The goal of the 2020 Census is to count every person in the US, once, and in the correct place. The data created by the census will be used to apportion the US House of Representatives, to draw legislative districts, and distribute more than $675 billion in federal funds. One of the data challenges of the 2020 Census is to making high-quality data available for these purposes while protecting respondent confidentiality. We are doing this with differential privacy, a mathematical approach that allows us to balance the requirements for data accuracy and privacy protection. We use a custom-written application that uses Spark to perform roughly 2 million optimizations involving mixed integer linear programs, running on a cluster that typically has 4800 CPU cores and 74TB of RAM. In this talk, we will present the design of our Spark-based differential privacy application, and discuss the application monitoring systems that we built in Amazon’s GovCloud to monitor multiple clusters and thousands of application runs that were used to develop the Disclosure Avoidance System for the 2020 Census.
U.S. Census Bureau
Simson Garfinkel is the Senior Computer Scientist for Confidentiality and Data Access at the US Census Bureau.

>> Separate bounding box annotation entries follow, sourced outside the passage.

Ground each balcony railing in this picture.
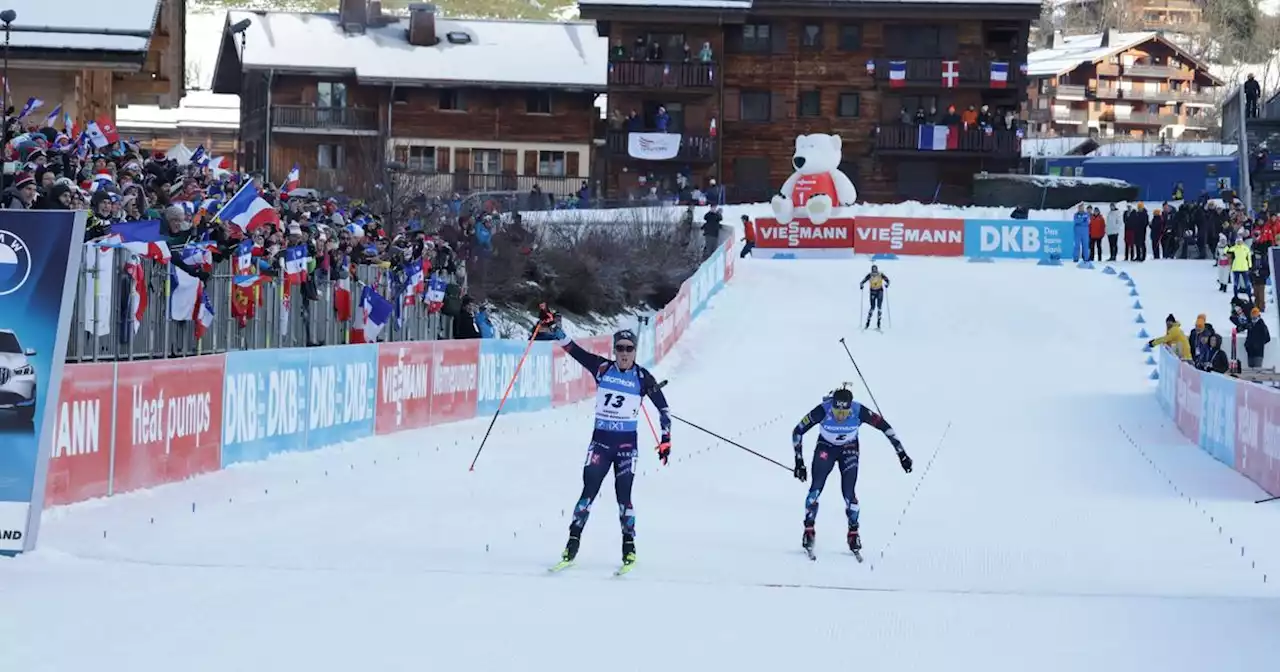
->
[271,105,378,133]
[608,60,719,90]
[604,131,716,161]
[876,124,1021,157]
[1044,84,1089,100]
[1124,64,1196,79]
[876,58,1013,88]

He holds seven US patents and has published more than 50 research articles in computer security and digital forensics. He is a fellow of the Association for Computing Machinery (ACM) and the Institute of Electrical and Electronics Engineers (IEEE), and a member of the National Association of Science Writers. As a journalist, he has written about science, technology, and technology policy in the popular press since 1983, and has won several national journalism awards.